Because you can’t care about everything: Activist burnout, guilt and love

7 thoughts on “Because you can’t care about everything: Activist burnout, guilt and love

  1. 1

    Great piece. I would add that learning to love yourself (to be cheesy, once again) is very important before you can learn to really love, or understand, others. I’m talking about really knowing and accepting who we are, and why we’ve chosen to go into activism. Are we trying to prove something? Do we have high expectations? What is our end goal? Or is it more the process of activism that matters? These questions need to be asked. And you’re right – many activists are coming from a place of guilt, which can lead to worthy and heroic actions but ones which ultimately risk their lives and emotional wellbeing. Sometimes we need to address our own fragilities if we are to be truly effective in addressing the problems of others. Thanks for listing my transitioninmotion blog post.

  2. 2

    Love this. People always make fun of me because I’m “too sensitive” of everything in the world, particularly in regards to sexism, racism, etc. It’s frustrating because I care so much about doing the right thing and wanting to help but it’s like society only wants help to a point. It’s like I’m constantly being warned not to cross the line.

  3. 3

    Loving deeply and with great passion is the only way to live and that includes living as an activist. The problem with activists running on guilt is that while it is never ending, it is toxic. Love never runs out either – we don’t have a finite supply. And rather than making us feel bad about ourselves – hurting us, love builds us up, energizes us. That is not to say it has some magical power to make everything better, make us successful or prevent us from burning out, it assuredly does not. But love will make us better, more functional in whatever we endeavor to accomplish.

  4. 4

    I love this article, and it sometimes I struggle a lot to come to terms with.
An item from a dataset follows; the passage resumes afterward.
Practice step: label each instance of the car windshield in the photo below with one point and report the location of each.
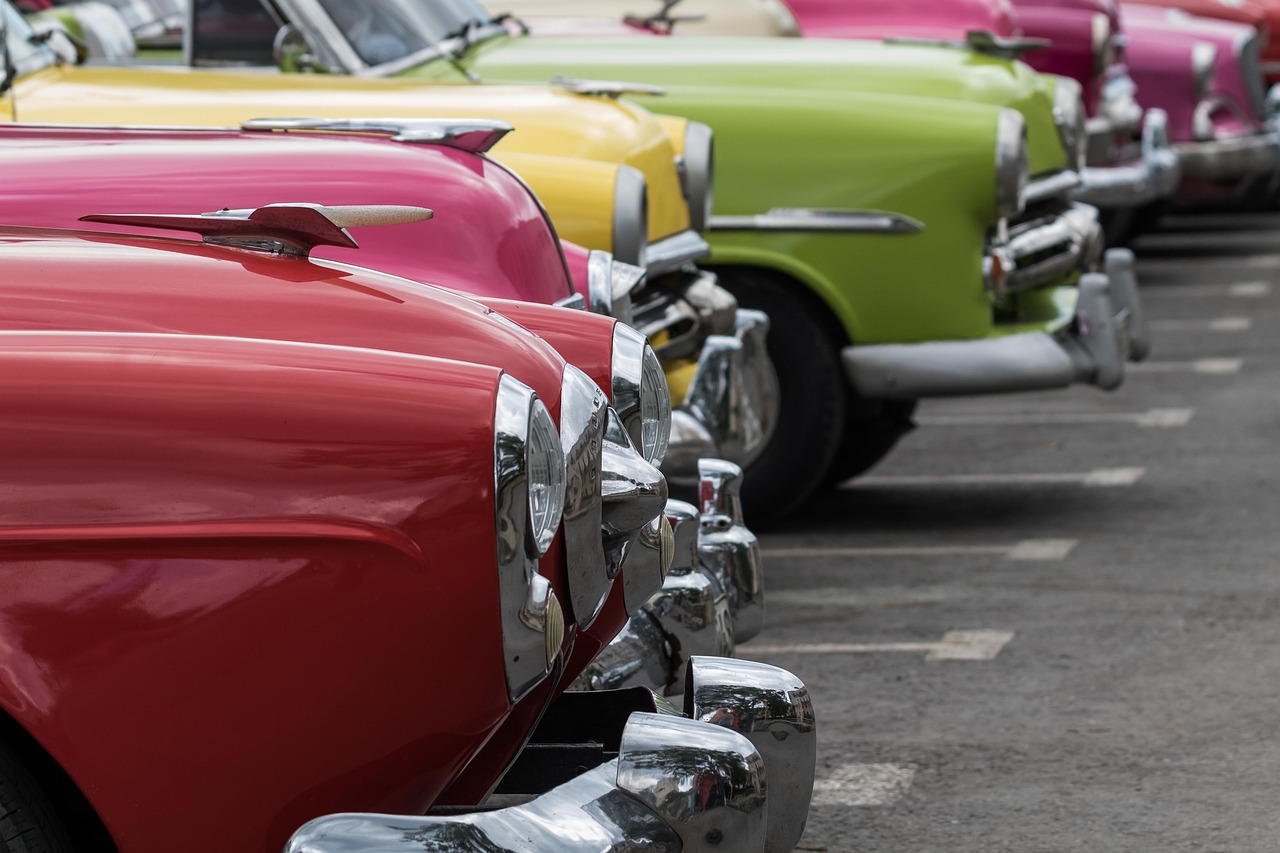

And not just in terms of activism, but in terms of hobbies and interests in general. You can’t pursue it all, you can’t learn about it all, you can’t care about it all, and that is really really hard to accept.

  5. 6

    This. Absolutely.

    I feel like some of the most powerful activists I know run on grief, rather than guilt. Grief is a hard thing, too, but it’s ultimately based in love — based in sadness over the loss of things we love, of people we love, of compassion for other peoples’ loss.

    Guilt, on the other hand, often seems based in fear; the fear we’re not good enough, the fear we’ll be judged, the fear we’ll fail, etc. Fear is a kind of stop-energy. It creates mental blocks. Grief is a powerful, overwhelming expression of love, of sadness because we really believe the world could be better and it’s not, and unlike guilt, I think it has a lot more space in it for forgiveness, rest, and self-care.